Ведь все на самом деле не так работает, верно? Если история попадала в газету, она становилась новостью. Если она была новостью, она появлялась в газете, а если она была в газете – значит это и есть новость. И к тому же она становилась правдой.
Он припомнил беседы за столом. «Они» не позволят «им» печатать в газете неправду, верно?
Вильям никогда не интересовался политикой. Чтобы решить, кто такие «они», ему пришлось поднапрячь извилины, которыми он давно не пользовался. В основном, память.
– А еще мы можем нанять больше людей, чтобы они искали для нас новости, – продолжала Сахарисса. – И кстати, как насчет новостей из других городов? Псевдополис и Квирм? Нам просто нужно побеседовать с пассажирами прибывающих дилижансов…
– А гномам будет интересно узнать, что творится в Убервальде и Копперхеде, – поддержал ее Доброгор, почесывая бороду.
– Дилижанс оттуда едет сюда почти неделю! – запротестовал Вильям.
– Ну и что? Все равно это новости.
– А семафоры мы не сможем использовать? – спросила Сахарисса.
– Семафорные сообщения? Ты с ума сошла? – возмутился Вильям. – Это слишком дорого!

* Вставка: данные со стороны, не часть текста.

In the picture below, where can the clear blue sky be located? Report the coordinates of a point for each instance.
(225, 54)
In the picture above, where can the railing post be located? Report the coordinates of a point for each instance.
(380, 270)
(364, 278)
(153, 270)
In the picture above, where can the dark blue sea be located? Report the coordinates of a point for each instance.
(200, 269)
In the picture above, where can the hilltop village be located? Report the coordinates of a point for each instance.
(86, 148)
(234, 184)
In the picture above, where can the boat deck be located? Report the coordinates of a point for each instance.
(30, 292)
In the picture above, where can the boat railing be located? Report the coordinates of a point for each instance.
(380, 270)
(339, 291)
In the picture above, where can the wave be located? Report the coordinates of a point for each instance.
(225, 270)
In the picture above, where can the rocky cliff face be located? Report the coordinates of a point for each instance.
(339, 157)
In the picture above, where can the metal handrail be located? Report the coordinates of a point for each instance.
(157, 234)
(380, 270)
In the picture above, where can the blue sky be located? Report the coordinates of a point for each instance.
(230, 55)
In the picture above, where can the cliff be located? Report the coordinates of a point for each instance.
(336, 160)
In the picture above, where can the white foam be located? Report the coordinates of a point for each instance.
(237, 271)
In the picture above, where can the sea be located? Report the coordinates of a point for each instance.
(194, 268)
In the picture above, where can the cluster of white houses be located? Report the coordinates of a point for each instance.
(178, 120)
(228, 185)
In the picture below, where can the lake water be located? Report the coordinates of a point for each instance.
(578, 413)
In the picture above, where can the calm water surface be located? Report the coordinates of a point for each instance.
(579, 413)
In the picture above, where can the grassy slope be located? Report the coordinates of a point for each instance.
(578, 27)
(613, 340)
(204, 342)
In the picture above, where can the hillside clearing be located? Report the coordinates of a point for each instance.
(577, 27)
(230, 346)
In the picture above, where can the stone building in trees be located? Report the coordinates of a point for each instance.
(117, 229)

– И что с того? Кажется, минуту назад ты волновался, что у нас слишком много денег!
Полыхнула яркая вспышка. Вильям резко обернулся.
В дверях стояло… нечто. Это был треножник. За треножником виднелась пара худых ног, в черных брюках и черных ботинках, а на треножник был водружен большой черный ящик. Из-за ящика была протянута вперед тоже облаченная в черное рука, сжимавшая что-то вроде небольшой рукоятки, рукоятка дымилась.
– Отлишно, – раздался голос из-за ящика, – сфет так удачно плестел на шлеме гнома, что я не удершался. Фы искали иконографиста? Меня зофут Отто Фскрик {38}.
– О. Да? – первой опомнилась Сахарисса. – А вы хороший иконографист?
– Я просто фолшебник ф темной комнате. Фсе фремя экспериментирую, – ответил Отто Фскрик. – У меня есть сопственное оборудофание, мастерстфо и позитифный настрой!
– Сахарисса, – прошипел Вильям.
– Ну, для начала мы можем предложить вам доллар в день…
– Сахарисса!
– Да? Что?
– Он вампир!
– Я толшен фосрасить! – заявил невидимый за ящиком Отто. – Почему-то считается, что кашдый, у кого уберфальдский акцент, опязательно фампир! В Уберфальде много тысяч людей, которые не фампиры!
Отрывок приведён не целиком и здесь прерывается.